Small Business Owners Worrying More
After last week’s news that only 88,000 jobs were added in March comes more disappointment: the March NFIB Index of Small Business Optimism took a dip.
The optimism gauge had showed sustained growth over the past three months. But in March, six of the index’s components declined, with the greatest drops in sales expectations, plans for investing in inventory and labor market indicators.
“After another false start, small-business confidence has sputtered and stalled again. For the sector that produces half the private GDP and employs half the private sector workforce—the fact that they are not growing, not hiring, not borrowing and not expanding like they should be, is evidence enough that uncertainty is slowing the economy,” said NFIB chief economist Bill Dunkelberg. Lawmakers' failure to pass a budget or agree on other pending policies is a major factor behind the surveyed small business owners’ lack of optimism.
NFIB spokesperson Cynthia Magnuson says that while the number one problem facing small business owners in the early part of the recession and recovery was weak sales, the top concern today is taxes, followed by regulations and red tape.
“They were very concerned about the fiscal cliff, which had an impact on their level of certainty, and the health care law continues to concern them,” says Magnuson.
And most business owners don’t see a light ahead.
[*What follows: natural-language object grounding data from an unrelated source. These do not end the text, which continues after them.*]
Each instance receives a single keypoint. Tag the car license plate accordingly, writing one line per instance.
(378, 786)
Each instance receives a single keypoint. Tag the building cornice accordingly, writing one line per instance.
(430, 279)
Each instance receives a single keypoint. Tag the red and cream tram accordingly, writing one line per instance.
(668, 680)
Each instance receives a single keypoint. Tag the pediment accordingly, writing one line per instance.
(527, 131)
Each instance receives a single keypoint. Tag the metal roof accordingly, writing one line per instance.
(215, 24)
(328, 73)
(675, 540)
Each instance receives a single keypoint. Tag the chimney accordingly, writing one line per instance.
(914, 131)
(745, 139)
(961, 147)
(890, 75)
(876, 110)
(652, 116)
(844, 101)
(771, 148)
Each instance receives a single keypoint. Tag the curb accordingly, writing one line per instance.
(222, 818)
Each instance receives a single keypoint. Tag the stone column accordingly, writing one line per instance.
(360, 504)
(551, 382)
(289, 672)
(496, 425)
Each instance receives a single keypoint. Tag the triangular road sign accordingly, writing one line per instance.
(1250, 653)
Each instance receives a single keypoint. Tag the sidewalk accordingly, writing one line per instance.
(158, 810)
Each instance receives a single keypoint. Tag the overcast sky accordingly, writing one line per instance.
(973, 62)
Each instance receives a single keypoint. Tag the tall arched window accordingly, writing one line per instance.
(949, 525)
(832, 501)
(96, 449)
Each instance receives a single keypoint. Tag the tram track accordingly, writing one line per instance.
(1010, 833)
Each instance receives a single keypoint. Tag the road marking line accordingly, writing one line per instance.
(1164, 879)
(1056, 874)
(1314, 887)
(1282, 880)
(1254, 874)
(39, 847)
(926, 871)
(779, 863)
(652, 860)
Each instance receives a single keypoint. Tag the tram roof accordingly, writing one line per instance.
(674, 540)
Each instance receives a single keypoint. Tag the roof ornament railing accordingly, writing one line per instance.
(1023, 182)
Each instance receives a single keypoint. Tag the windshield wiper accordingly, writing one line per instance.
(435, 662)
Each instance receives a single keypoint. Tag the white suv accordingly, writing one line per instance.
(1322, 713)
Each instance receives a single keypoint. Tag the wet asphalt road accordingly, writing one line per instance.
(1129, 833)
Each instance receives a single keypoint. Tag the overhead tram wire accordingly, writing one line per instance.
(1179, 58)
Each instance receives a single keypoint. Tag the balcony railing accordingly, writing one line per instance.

According to Magnuson, 77% of the entrepreneurs surveyed say conditions will be the same or worse in half a year.
“It reinforces the idea that the small business economy isn’t coming back,” says Magnuson.
There was one good sign: small business job creation is up, with average employment increasing by .19 workers per firm in March. But 77% of employers who hired or were trying to hire in the last three months reported that there were few or no qualified applications for the positions they were looking to fill.
Responding to the suggestion that the recent stock market highs in March might have improved small business confidence, Magnuson says, “We’ve got two different economies: the big businesses that are driven by the stock market, and the small businesses who aren’t publicly traded. They may have some personal investments, but they probably aren’t greatly impacted by what’s going on in Wall Street. The big guys are getting richer, and the small guys are still struggling.”